Q&A: Expired Eight /w Alan Pelz-Sharpe

This is the tenth edition of our Q&A blog series titled "The Expired Eight". Our aim is to highlight instant film photographers using expired film in a variety of formats. Today's Q&A is with Alan Pelz-Sharpe. Alan's series of images are from a broader project he undertook walking around an urban reservoir in North London, England. He took meditative walks searching for things of interest to take back to his makeshift studio.  The term for such found objects comes from the french "object trouve". [Wiki: "Art created from undisguised, but often modified, objects or products that are not normally considered art, often because they already have a non-art function..."] Connect with Alan on his website!

Tell us about when instant film came into your life and what inspired to you to keep using it:
Many years ago I worked as part of a team documenting the London Borough of Harringay. I was lucky enough to spend time with a great photographer who experimented with different formats, films and processes. The very first time I pealed apart an exposed Polaroid print I was hooked. The process of warming the film, timing the development, the smell of the chemicals and the physical beauty of the deep gelatinous print surface was incredible even maybe alchemical. 

How would you describe your work?
All my work is related to psychogeography or at least the concept that places have a spirit. Be that a hotel room or the wandering back streets of London, just like individual people there is a history and reality of a presence. Connecting in some way with that presence or spirit is what I try to do and to convey that feeling in someway through my photographs.

When did photographing found objects become a project? Was it a gradual process?
I walk a lot and always have and I seldom ever come back from a walk without something in my pocket that I have collected. Be it a stone, a badge/button or a stick. It seemed logical to photograph some of these found objects and completely abstract them from their found environment.

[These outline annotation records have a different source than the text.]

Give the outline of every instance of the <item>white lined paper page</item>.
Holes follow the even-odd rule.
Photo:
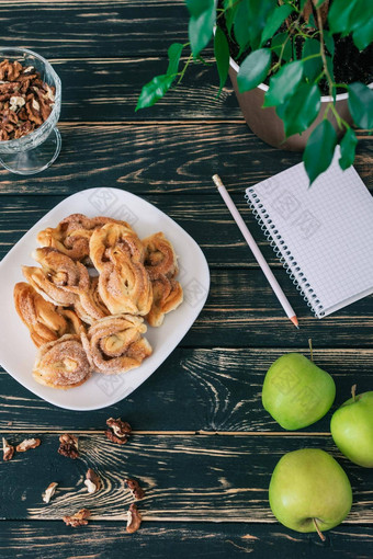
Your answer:
[[[338,158],[310,187],[299,163],[246,191],[319,318],[373,293],[373,197]]]

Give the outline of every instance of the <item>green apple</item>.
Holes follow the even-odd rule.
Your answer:
[[[318,421],[336,397],[331,376],[301,353],[286,353],[268,369],[262,403],[284,429],[294,431]]]
[[[287,528],[317,532],[334,528],[349,514],[352,490],[339,464],[318,448],[285,454],[273,470],[270,505]]]
[[[373,391],[354,395],[332,415],[330,431],[349,460],[373,468]]]

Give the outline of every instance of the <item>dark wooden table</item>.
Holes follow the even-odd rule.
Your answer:
[[[50,406],[1,370],[1,431],[12,443],[35,435],[42,445],[1,463],[0,556],[57,558],[373,557],[373,476],[344,459],[328,415],[287,433],[261,406],[269,365],[289,350],[307,352],[337,384],[334,409],[352,384],[372,390],[372,297],[314,318],[275,260],[244,201],[247,185],[301,160],[278,151],[246,126],[228,85],[216,100],[215,69],[194,66],[182,85],[151,110],[135,114],[142,85],[167,66],[173,41],[185,42],[181,0],[15,0],[0,5],[2,44],[30,47],[63,80],[56,163],[34,178],[0,171],[0,252],[69,194],[92,186],[128,190],[176,219],[203,249],[211,269],[204,310],[179,347],[134,393],[112,408],[71,412]],[[211,50],[207,52],[212,55]],[[355,167],[373,189],[372,141],[360,134]],[[219,173],[299,317],[296,331],[268,287],[211,176]],[[124,447],[108,445],[105,420],[134,429]],[[11,422],[11,423],[10,423]],[[81,441],[79,460],[57,454],[58,435]],[[284,453],[330,452],[346,469],[353,506],[346,522],[317,535],[275,522],[268,503],[271,472]],[[88,495],[87,466],[104,479]],[[146,489],[144,523],[126,534],[131,503],[123,479]],[[42,493],[59,482],[56,499]],[[61,516],[92,511],[86,527]]]

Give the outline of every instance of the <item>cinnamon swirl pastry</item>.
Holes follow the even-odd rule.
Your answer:
[[[74,306],[78,317],[87,322],[87,324],[92,324],[95,320],[110,315],[109,309],[100,297],[98,285],[99,278],[91,277],[89,288],[87,290],[79,290],[79,298]]]
[[[152,303],[151,283],[140,262],[126,252],[106,262],[99,276],[99,294],[111,315],[147,315]]]
[[[37,242],[42,247],[52,247],[67,254],[72,260],[88,261],[89,240],[92,232],[105,224],[120,224],[128,229],[126,221],[111,217],[89,218],[82,214],[72,214],[63,219],[57,227],[47,227],[37,235]]]
[[[80,293],[90,285],[88,271],[56,249],[44,247],[33,252],[42,267],[23,266],[23,275],[46,300],[54,305],[74,305]]]
[[[174,310],[183,301],[183,292],[179,282],[160,275],[151,282],[152,305],[146,320],[152,327],[163,323],[165,315]]]
[[[173,247],[162,232],[143,239],[145,248],[145,267],[150,280],[161,275],[173,277],[178,273],[178,259]]]
[[[33,368],[37,383],[64,389],[82,385],[91,373],[80,338],[70,334],[42,345]]]
[[[99,272],[109,261],[115,265],[123,253],[134,262],[144,261],[143,243],[128,225],[106,224],[93,231],[89,254]]]
[[[104,375],[115,375],[138,367],[152,351],[142,336],[146,330],[144,320],[131,315],[94,322],[87,334],[81,334],[92,368]]]
[[[14,286],[14,304],[37,347],[67,333],[79,334],[83,329],[74,310],[58,308],[46,301],[31,285],[24,282]]]

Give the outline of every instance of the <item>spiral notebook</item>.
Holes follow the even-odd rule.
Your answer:
[[[246,190],[264,235],[318,318],[373,293],[373,197],[353,167],[308,187],[299,163]]]

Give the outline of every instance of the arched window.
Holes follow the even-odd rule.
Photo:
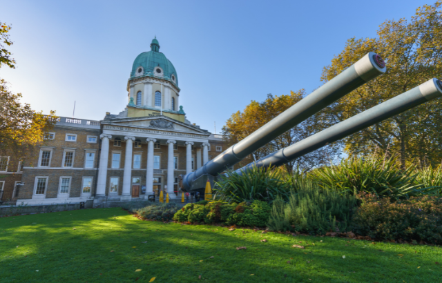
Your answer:
[[[137,105],[141,105],[141,91],[137,92]]]
[[[155,92],[155,106],[161,106],[161,92],[159,91]]]

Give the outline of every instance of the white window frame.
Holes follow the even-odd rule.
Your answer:
[[[37,194],[37,184],[39,179],[46,179],[46,184],[44,188],[44,193],[43,194]],[[49,176],[35,176],[35,179],[34,180],[34,191],[32,193],[32,197],[37,197],[44,198],[46,196],[46,192],[48,191],[48,183],[49,182]]]
[[[8,158],[8,160],[6,161],[6,170],[5,170],[4,171],[0,171],[0,172],[8,172],[8,167],[9,167],[9,159],[10,159],[10,157],[9,156],[0,156],[0,158]]]
[[[137,146],[138,144],[140,145],[140,146]],[[141,141],[134,141],[133,142],[133,147],[135,148],[141,148],[141,146],[142,146],[141,144],[141,144]]]
[[[95,137],[95,142],[89,142],[89,138],[90,137]],[[97,139],[98,139],[98,137],[97,137],[96,135],[88,135],[86,138],[86,142],[88,143],[88,144],[97,144]]]
[[[158,168],[155,168],[155,156],[157,156],[158,159],[160,159],[160,162],[158,162]],[[161,169],[161,155],[153,155],[153,168],[154,169]]]
[[[12,191],[12,198],[18,197],[17,195],[15,195],[15,191],[16,191],[16,188],[17,188],[17,184],[20,184],[20,183],[21,183],[21,181],[15,181],[14,182],[14,191]],[[0,190],[0,191],[1,191],[1,190]]]
[[[83,193],[83,184],[84,184],[84,179],[90,178],[90,192],[89,193]],[[94,177],[93,176],[83,176],[81,177],[81,186],[80,190],[80,195],[81,196],[90,196],[92,194],[92,189],[94,184]]]
[[[64,159],[66,157],[66,153],[73,153],[72,155],[72,166],[65,166]],[[64,149],[63,150],[63,160],[61,160],[61,168],[74,168],[74,162],[75,161],[75,149]]]
[[[69,186],[68,187],[68,193],[61,193],[61,179],[69,179]],[[70,187],[72,186],[72,176],[60,176],[60,180],[58,184],[58,195],[59,196],[69,196],[70,193]]]
[[[112,179],[118,179],[118,182],[117,183],[117,191],[116,192],[111,192],[110,191],[110,187],[112,186],[112,183],[111,183],[111,180]],[[83,185],[81,185],[83,186]],[[109,193],[113,193],[113,194],[118,194],[118,189],[119,188],[119,177],[118,176],[110,176],[110,177],[109,178]]]
[[[46,138],[46,135],[52,135],[52,139]],[[54,132],[46,133],[43,136],[43,139],[50,139],[50,140],[55,139],[55,133],[54,133]]]
[[[88,159],[88,157],[87,157],[88,153],[93,153],[94,154],[94,160],[93,160],[93,162],[92,163],[92,167],[86,167],[86,166],[87,159]],[[84,168],[95,168],[95,155],[96,155],[95,153],[97,153],[96,150],[85,150],[84,151]]]
[[[68,140],[68,136],[69,136],[69,135],[73,135],[73,136],[75,136],[75,141],[73,141],[73,140]],[[65,142],[77,142],[77,134],[66,134],[64,141],[65,141]]]
[[[119,159],[118,159],[118,167],[113,166],[113,155],[119,154]],[[121,151],[112,151],[110,153],[110,168],[112,169],[119,169],[122,165],[122,152]]]
[[[49,164],[48,164],[47,166],[41,166],[41,156],[43,155],[43,152],[44,151],[49,151],[50,152],[50,153],[49,154]],[[38,164],[38,166],[39,168],[49,168],[50,167],[50,162],[52,159],[52,148],[40,148],[40,153],[39,155],[39,164]]]
[[[175,163],[175,158],[176,157],[177,159],[177,163]],[[173,155],[173,170],[178,170],[178,165],[180,164],[180,159],[179,159],[179,155]]]
[[[135,168],[135,155],[140,155],[140,168]],[[132,168],[141,169],[141,164],[143,159],[143,154],[142,153],[134,153],[132,157]]]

What types of Instant Cameras do you own?  Which One is your favorite and why?
The only instant cameras I have owned have been Polaroid backs for 5x4 field cameras. I would love to own a 10x8 and create Polaroid pictures but the cost is prohibitive. A pack of 10 sheets can come in around $200!

 What attracted you to Expired Film?
I was originally taught Zone System photography, and very high-end chemical black and white printing. As formal as you can get really, so every thing was about mastering the science of the camera, negative and print. Expired instant film is the antithesis of the total control I had learned, so initially it was completely out of my comfort zone. But I found that when you exposed the first picture and looked at the results the rest of the batch was probably going to react in much the same way in terms of variances away from a pristine and well-stored Polaroid. So I was able to get out of my comfort zone but also feed to an acceptable level my control freaky nature! 

What are the main difficulties and hurdles obtaining and using expired film?
The main difficulty is the cost – eBay is a good source, but even with expired film you want to be sure that it has been stored properly. If not a batch can be pretty much useless.

Any tips for those interested in experimenting?
If you want to look cool remember to hold developing prints between your arm and body to warm it. Not sure it really makes a whole lot of difference but makes you look professional ;-)

Do you have any instant photographers that inspire you? (Please include link)
The man I worked with and who introduced me to all kinds of formats is Eric Judlin who teaches Photography in Glasgow, Scotland.I also really like the self portraits from Alyson Belcher a California based artist.